To provide proof of concept of PE correcting a genetic liver disease, the team selected to use the AdV approach for repairing the disease-causing Pahenu2 mutation in a mouse model of PKU. For a number of genetic liver diseases, including PKU, correction rates ~10% could still lead to therapeutic benefit.  Upon systemic delivery into mice, the team observed ~2% correction rate in adults and ~8% in newborns.  Whilst this showed editing was occurring, the rate was relatively low and needed to be improved upon.

A second single guide RNA (sgRNA) can be designed to nick the nonedited DNA strand, and has previously been shown to further augment DNA repair of the edited DNA strand.  Using this strategy the team managed to boost the correction efficiencies in neonates up to 17%, with an average of 11%.  This led to a therapeutic reduction of blood phenylalanine, without inducing detectable off-target mutations or prolonged liver inflammation.

Interestingly, Cas9-specific antibodies in adult mice treated with AAV8 or AdV were found, but neonates exhibited no humoral immune response, in line with the idea that they have undeveloped immune systems at this age.
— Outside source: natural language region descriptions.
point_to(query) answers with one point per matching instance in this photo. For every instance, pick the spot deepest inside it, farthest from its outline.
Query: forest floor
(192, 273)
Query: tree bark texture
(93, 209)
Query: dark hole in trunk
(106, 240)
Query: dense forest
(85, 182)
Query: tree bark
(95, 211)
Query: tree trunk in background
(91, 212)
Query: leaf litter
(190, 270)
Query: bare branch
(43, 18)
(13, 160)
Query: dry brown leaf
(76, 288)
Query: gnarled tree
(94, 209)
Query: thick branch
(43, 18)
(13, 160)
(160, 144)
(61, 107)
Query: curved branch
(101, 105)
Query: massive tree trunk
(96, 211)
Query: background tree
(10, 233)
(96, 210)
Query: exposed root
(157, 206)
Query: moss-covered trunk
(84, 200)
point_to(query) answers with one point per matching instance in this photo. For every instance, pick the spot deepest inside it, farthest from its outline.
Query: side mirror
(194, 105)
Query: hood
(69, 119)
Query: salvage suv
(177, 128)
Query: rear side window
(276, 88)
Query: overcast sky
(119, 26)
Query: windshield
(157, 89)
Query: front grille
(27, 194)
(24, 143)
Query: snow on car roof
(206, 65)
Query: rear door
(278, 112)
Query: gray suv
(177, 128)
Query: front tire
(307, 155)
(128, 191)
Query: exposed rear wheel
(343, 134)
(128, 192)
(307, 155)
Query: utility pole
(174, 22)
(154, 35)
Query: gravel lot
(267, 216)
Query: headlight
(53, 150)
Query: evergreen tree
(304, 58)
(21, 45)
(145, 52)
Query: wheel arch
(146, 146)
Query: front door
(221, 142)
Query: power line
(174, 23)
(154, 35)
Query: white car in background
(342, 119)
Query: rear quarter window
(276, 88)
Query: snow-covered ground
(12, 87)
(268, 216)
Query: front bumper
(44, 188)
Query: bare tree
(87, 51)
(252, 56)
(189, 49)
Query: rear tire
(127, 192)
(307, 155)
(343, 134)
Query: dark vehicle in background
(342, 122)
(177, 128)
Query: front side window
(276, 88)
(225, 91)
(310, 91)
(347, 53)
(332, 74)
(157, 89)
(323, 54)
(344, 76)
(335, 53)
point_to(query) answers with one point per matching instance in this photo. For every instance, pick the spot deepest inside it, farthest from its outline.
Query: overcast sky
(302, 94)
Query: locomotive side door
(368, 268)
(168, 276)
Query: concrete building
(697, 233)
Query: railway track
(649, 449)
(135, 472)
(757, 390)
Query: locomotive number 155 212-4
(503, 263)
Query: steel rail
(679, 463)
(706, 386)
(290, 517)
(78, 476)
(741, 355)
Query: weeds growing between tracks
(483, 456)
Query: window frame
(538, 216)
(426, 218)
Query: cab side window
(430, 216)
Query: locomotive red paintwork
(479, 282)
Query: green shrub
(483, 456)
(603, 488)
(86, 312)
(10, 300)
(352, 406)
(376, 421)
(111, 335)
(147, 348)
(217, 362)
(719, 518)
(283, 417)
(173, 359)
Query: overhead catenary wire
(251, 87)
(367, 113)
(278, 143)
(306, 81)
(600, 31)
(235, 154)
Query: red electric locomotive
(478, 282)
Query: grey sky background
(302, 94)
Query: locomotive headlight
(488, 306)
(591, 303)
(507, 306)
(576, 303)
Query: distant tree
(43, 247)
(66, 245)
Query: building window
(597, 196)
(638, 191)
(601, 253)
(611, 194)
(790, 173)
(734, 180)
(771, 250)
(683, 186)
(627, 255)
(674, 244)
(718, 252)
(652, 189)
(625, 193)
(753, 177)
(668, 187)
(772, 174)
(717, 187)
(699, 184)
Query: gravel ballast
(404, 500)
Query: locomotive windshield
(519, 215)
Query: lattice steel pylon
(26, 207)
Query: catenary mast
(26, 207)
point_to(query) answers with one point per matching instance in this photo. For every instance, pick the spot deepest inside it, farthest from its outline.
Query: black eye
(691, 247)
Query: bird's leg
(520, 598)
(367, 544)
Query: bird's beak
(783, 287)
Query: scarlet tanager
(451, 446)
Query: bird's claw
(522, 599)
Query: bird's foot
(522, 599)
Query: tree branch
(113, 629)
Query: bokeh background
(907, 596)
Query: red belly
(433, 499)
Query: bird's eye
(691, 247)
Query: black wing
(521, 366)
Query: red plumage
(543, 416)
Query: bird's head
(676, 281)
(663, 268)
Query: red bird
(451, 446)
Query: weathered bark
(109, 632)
An innate immune response was seen transiently, but returned to normal levels by day 10.

Conclusions and future applications

The team here have demonstrated the installation of transition and transversion edits in vivo in the liver of mice via PE.  They achieve therapeutic reduction of blood phenylalanine in PKU model mice, without inducing off-target mutations.
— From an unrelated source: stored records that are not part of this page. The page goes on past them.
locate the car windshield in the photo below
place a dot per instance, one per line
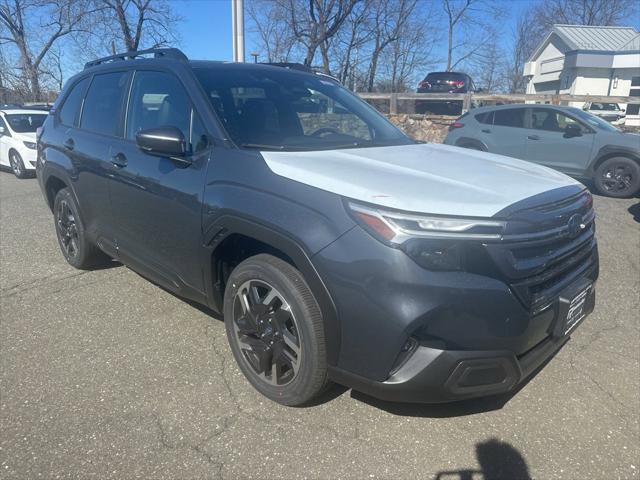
(604, 106)
(25, 122)
(593, 120)
(279, 109)
(432, 77)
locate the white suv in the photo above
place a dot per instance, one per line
(18, 139)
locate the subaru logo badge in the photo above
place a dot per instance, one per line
(575, 225)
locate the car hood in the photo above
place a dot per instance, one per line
(422, 178)
(26, 137)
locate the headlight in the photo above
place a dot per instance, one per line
(434, 242)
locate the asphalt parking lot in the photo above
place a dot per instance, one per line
(105, 375)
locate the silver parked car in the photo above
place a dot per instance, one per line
(565, 138)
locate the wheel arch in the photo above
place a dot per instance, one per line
(612, 151)
(52, 186)
(257, 238)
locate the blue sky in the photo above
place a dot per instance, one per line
(206, 29)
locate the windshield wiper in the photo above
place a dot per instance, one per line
(262, 146)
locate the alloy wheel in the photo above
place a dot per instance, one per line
(67, 229)
(15, 165)
(266, 333)
(617, 178)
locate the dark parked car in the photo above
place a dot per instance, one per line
(443, 83)
(337, 248)
(565, 138)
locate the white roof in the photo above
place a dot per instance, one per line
(594, 38)
(583, 37)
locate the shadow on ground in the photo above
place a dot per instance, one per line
(498, 461)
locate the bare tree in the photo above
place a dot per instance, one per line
(585, 12)
(315, 22)
(269, 20)
(524, 41)
(411, 54)
(33, 27)
(388, 20)
(469, 25)
(134, 24)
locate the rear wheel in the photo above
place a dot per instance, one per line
(618, 177)
(76, 248)
(275, 330)
(17, 165)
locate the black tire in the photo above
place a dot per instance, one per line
(618, 177)
(76, 248)
(265, 356)
(17, 165)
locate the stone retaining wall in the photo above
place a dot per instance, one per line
(429, 128)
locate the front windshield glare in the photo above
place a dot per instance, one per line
(25, 122)
(595, 121)
(273, 108)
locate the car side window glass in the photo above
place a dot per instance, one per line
(485, 117)
(70, 111)
(199, 137)
(550, 120)
(158, 99)
(102, 108)
(510, 117)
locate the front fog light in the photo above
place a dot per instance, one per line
(435, 255)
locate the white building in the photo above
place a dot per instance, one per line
(586, 60)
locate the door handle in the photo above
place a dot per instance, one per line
(119, 160)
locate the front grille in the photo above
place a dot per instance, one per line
(538, 263)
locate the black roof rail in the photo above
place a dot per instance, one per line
(291, 65)
(157, 53)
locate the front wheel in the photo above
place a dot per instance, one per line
(17, 165)
(77, 249)
(275, 329)
(618, 177)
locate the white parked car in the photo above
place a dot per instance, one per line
(611, 112)
(18, 139)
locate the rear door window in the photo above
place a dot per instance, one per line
(70, 111)
(550, 120)
(510, 117)
(103, 105)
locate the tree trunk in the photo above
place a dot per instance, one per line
(450, 48)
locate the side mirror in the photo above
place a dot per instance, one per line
(164, 142)
(572, 130)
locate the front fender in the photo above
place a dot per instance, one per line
(243, 196)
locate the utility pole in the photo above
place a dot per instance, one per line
(237, 18)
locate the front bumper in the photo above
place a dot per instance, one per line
(475, 337)
(435, 376)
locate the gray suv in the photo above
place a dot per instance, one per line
(568, 139)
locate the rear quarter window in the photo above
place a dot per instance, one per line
(485, 117)
(510, 117)
(70, 110)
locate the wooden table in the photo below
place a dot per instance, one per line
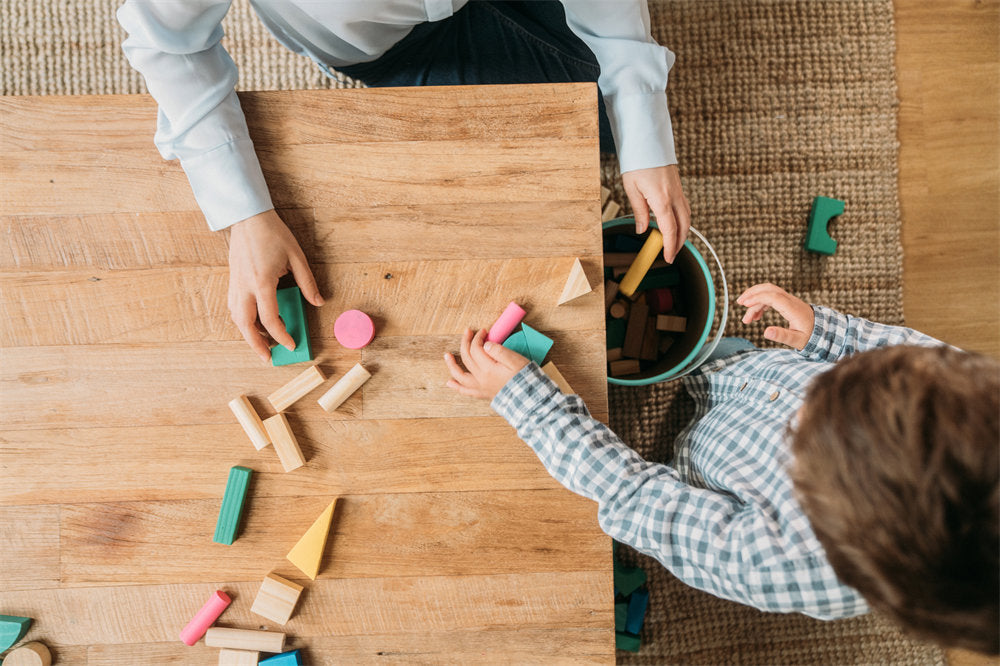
(429, 209)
Whilst, the editing rates achieved here are substantially higher than in previously reported in vivo prime editing studies the approach does have its limitations in terms of clinical translation.  The doses of vector required for this level of editing exceeds acceptable vector doses for human trials, and elicited a potent innate immune response. Safety concerns also surround prolonged PE expression and the formation of an adaptive immunity.  Lastly, there was a large variation in in vivo PE rates at the two loci, this was not observed in vitro, meaning a better understanding and prediction of efficiencies across multiple genomic loci is required.
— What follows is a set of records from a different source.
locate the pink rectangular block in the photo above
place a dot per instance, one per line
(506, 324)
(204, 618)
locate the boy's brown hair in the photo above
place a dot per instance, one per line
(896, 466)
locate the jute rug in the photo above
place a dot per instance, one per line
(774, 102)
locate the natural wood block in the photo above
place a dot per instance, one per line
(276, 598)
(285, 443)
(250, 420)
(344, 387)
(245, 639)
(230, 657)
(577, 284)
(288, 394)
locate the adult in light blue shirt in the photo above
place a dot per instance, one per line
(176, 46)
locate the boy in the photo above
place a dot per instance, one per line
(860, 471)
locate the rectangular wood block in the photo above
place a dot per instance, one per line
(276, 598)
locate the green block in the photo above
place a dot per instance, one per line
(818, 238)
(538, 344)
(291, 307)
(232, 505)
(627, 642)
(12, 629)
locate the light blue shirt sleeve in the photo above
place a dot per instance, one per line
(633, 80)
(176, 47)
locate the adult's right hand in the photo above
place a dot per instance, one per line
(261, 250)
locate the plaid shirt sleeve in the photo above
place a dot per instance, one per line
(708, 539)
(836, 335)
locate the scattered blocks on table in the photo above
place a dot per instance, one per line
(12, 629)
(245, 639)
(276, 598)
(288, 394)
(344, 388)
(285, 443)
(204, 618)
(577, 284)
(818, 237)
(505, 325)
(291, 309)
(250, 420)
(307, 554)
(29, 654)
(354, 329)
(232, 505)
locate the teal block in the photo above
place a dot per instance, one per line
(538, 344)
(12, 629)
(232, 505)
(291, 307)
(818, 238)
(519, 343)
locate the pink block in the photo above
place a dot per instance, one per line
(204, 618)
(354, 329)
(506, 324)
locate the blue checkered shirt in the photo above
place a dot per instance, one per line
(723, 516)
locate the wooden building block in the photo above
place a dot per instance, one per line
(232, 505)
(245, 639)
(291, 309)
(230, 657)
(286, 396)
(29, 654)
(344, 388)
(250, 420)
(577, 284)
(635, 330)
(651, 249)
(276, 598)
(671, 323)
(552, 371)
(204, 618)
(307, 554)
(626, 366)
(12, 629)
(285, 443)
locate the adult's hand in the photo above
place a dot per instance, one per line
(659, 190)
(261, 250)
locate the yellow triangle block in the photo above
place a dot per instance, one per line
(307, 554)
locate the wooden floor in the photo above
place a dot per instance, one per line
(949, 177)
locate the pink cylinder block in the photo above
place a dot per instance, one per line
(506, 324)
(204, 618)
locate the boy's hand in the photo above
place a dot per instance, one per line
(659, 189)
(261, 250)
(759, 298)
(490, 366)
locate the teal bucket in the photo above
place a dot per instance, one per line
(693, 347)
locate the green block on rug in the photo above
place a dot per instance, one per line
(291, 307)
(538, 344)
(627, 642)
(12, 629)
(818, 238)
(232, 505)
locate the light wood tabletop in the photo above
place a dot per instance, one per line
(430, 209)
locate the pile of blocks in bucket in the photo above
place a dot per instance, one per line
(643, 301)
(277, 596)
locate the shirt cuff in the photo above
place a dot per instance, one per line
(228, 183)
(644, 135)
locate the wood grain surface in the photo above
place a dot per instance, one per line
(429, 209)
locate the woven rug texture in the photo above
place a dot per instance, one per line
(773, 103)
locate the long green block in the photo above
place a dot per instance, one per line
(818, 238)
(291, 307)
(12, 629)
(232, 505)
The team recognise that additional work is therefore needed to translate in vivo prime editing to the clinic.  Enhancing  PE activity is needed to reduce required vector doses and developing transient delivery approaches, such as lipid nanoparticle–mediated RNA delivery. One such approach has already been investigated by the godfather of base editing David Liu. He used engineered DNA-free virus-like particles (eVLPs), systematically engineered at different parts of their architecture, and found variants that were able to overcome delivery efficiency.  The resulting eVLP was the first virus-like particles to deliver therapeutic levels of gene editing proteins to a variety of tissues in adult animals. It could package 16 times more cargo proteins than previous designs, and enabled an 8- to 26-fold increase in editing efficiency. It would be interesting to load prime editors into the same eVLP and assess their efficacy. Other recent work to enrich PE saw the development of fluoPEER, a fluorescent prime editing and enrichment reporter, a quick and easy system used to screen optimal PE conditions, such as PE variants and pegRNAs.  This could be a valuable tool in the search for increased PE activity variations. Whilst, the proof-of-concept here for correcting genetic liver diseases holds much promise, its further development will be crucial if it is to lead to curative therapies.

 

Böck, D., Rothgangl, T., Villiger, L., Schmidheini, L., Matsushita, M., Mathis, N., Ioannidi, E., Rimann, N., Grisch-Chan, H.M., Kreutzer, S., et al. (2022). In vivo prime editing of a metabolic liver disease in mice. Science Translational Medicine 14, eabl9238.